Ia menjelaskan bahwa konteks perdebatan yang dimaksud berada dalam ranah ilmu pengetahuan holistik bukan pembahasan teknis pelaksanaan tugas dan fungsi kementerian.
“Sebagaimana saya tulis di cuitan sebelumnya bahwa Saya ingin debat ilmiah,” ujar Natalius Pigai dikutip pada Sabtu 28 Februari 2026.
Menurutnya penilaian terhadap pelaksanaan tugas pokok dan fungsi kementerian merupakan wewenang DPR dan pimpinan lembaga terkait bukan ranah perdebatan ilmiah.
Pigai juga menyatakan bahwa catatan kondisi hak asasi manusia di Indonesia telah ia sampaikan secara terbuka kepada DPR serta publik melalui berbagai media secara rutin.
“Lagipula Catatan HAM di Indonesia selalu saya sampaikan kepada DPR dan Publikasi luas melalui media hampir tiap saat bukan kepada individu,” tegasnya.
Ia mengklaim telah menyatakan persetujuan untuk debat sejak pagi hari pada 27 Februari 2026 pukul sebelas enam belas waktu Indonesia barat.
Pigai mempertanyakan munculnya pernyataan Prof Zainal Arifin Mochtar yang kembali mengangkat isu tersebut setelah sebelumnya telah ada kesepakatan teknis.
“Yetapi kenapa video ini muncul? Semoga bukan karena Pak Ucheng takut atau ragu-ragu kalau debat ilmu pengetahuan tentang HAM lalu mau lari ke soal Tupoksi HAM di Indonesia,” ungkapnya.
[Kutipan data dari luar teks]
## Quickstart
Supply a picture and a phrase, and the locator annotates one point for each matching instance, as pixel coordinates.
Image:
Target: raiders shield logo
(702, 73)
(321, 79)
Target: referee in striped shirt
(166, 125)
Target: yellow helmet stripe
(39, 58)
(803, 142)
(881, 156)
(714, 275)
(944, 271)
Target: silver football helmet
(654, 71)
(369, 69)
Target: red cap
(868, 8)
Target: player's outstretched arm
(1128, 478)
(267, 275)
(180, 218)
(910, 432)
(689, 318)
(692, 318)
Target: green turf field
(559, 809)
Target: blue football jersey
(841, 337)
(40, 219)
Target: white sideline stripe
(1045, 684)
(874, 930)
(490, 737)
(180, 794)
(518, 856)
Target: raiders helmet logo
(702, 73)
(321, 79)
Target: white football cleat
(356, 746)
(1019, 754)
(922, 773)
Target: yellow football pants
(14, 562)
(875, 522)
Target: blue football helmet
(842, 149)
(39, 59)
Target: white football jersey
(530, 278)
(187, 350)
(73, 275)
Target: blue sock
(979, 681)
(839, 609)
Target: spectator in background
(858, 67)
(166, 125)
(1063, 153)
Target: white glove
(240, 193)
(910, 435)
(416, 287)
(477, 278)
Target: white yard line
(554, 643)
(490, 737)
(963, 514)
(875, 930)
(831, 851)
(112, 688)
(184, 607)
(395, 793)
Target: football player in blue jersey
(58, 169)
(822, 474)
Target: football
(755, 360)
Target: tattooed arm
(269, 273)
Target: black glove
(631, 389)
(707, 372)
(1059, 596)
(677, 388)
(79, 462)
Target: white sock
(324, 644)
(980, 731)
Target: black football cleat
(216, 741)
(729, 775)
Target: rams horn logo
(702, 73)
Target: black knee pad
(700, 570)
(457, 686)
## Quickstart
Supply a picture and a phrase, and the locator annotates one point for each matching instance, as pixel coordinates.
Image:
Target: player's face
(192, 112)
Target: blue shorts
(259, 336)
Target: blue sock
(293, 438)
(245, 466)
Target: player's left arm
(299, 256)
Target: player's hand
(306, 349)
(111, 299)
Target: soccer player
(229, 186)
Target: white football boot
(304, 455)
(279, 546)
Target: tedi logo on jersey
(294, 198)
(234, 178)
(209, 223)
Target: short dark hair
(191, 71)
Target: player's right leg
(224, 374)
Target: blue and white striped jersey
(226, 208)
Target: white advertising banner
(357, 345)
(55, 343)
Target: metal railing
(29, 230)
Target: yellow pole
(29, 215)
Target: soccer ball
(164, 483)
Natalius Pigai menegaskan bahwa dirinya memiliki integritas tinggi dan telah memahami kapasitas lawan debatnya sehingga memutuskan untuk mengakhiri polemik tersebut.
“Dan satu lagi saya punya integritas. Sampai di sini saya sudah paham Pak Ucheng sejauh mana kapasitasnya. Saya putuskan! Case Close (Perkara selesai),” pungkasnya.
Sementara itu Prof Zainal Arifin Mochtar menyatakan bahwa sebelumnya ia sering menolak undangan debat di berbagai forum namun untuk isu hak asasi manusia ia menilai publik perlu mendapatkan penjelasan yang jelas.
Uceng sapaan akrabnya mengatakan kondisi penegakan hak asasi manusia di Indonesia dalam dua tahun terakhir memang buruk dan memerlukan sorotan serius.
“Kan catatan kita terhadap penegakan HAM Republik ini kan agak buruk ya. Dua tahun belakangan ini memang beratakan sekali. Dan menurut saya bagus juga kalau beliau mau datang,” ujarnya dikutip pada Sabtu 28 Februari 2026.
Ia menegaskan bahwa forum tersebut bukan sekadar adu teori melainkan bentuk pertanggungjawaban kepada publik atas kondisi hak asasi manusia di Indonesia.
“Supaya ini kayak semacam pertanggung jawaban terhadap terjadinya. Saya sih berharap ini bukan kalau debat teoritik sih ngapain,” tuturnya.
Prof Zainal Arifin Mochtar mendorong agar diskusi dilakukan secara terbuka dan dapat diakses luas oleh masyarakat melalui berbagai platform.
“Kalau paling bagus sih kalau terbuka jadi multi platform ya,” katanya.
Ketika ditanya mengenai respons dari Natalius Pigai ia menjawab bahwa dirinya belum memeriksa media sosial terkait.